When I first read this book more than forty years ago, I'd never have guessed that instead of pulling the old book off the shelf for a re-read, I'd be reading it on a something called a Kindle. But since it was a free download, I figured I'd give it a try.
The ingredients are by now familiar. Heck, they were familiar more than forty years ago. Small town. War vet. Ill-gotten gains hidden away. Tough cop. Buried secrets. Beautiful women. It's not so much the ingredients as what you do with them, however, and John D. MacDonald was a master producing a tasty dish.
Tal Howard's the war vet, back home after having survived a North Korean prison camp. One of his fellow prisoners, who knows he's going to die, has told Tal about embezzling $60,000 from his brother's business, but he doesn't reveal where it's hidden. He does, however, give Tal a clue.
Tal finds himself at loose ends after the war. His life doesn't have much purpose, and he realizes he doesn't love the girl he's supposed to marry. So he takes off. He goes to the small Florida town where the money's hidden to see if he can find it and maybe find some meaning for his life at the same time.

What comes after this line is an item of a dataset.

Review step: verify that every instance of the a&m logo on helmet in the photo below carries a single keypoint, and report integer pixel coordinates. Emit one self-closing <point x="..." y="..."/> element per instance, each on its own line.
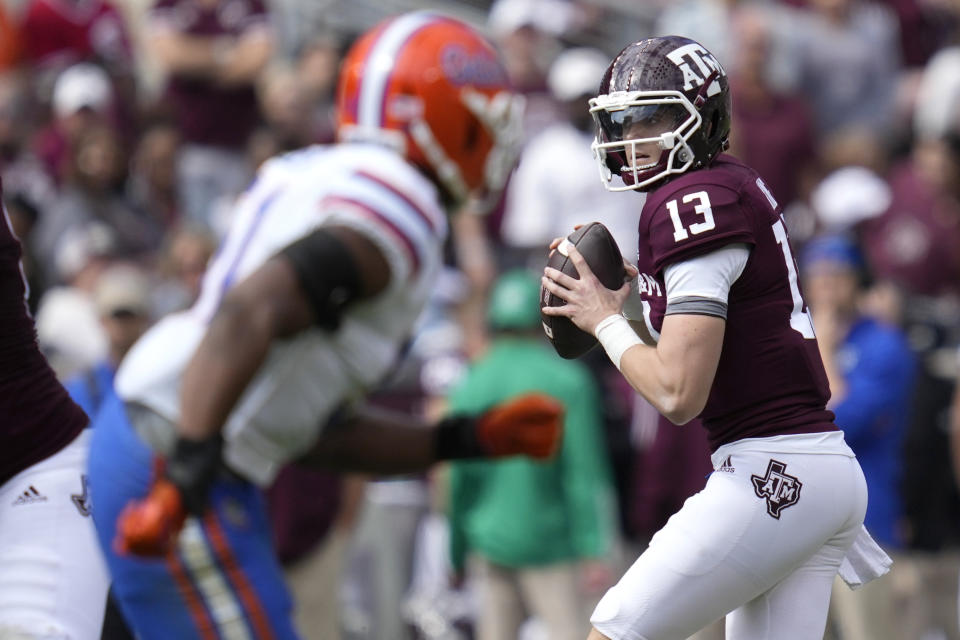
<point x="697" y="65"/>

Already in town is Fitzmartin, another ex-POW, and he knows about the money, too. He's been looking for it for a while, and he's one of MacDonald's cold, hard, implacable villains. A fine creation. What he lacks, aside from any human feeling, is the clue that Tal has.
Tal, of course, meets a beautiful woman. Not just a woman. The Woman. But he doesn't tell her the truth about why he's in town. That doesn't work out so well. Then Tal meets another woman, the one who has the answer he's looking for. Things happen.
Great characters, smooth writing, a fine action chase and climax. It doesn't turn out as you might expect. MacDonald doesn't spare anybody. There's a sort-of happy ending, though it's by no means certain that things will work out, not after all that's happened.
All through the book there are great little touches of description and character that MacDonald just sort of tosses off as if it were the easiest thing in the world. Believe me, it's not.
The cover makes the book appear to be a backwoods novel, and while it's a great cover, it's highly misleading. Don't let it keep you from reading the book, which might not be MacDonald's best but which is likely to keep you pinned to your chair for a few hours just the same.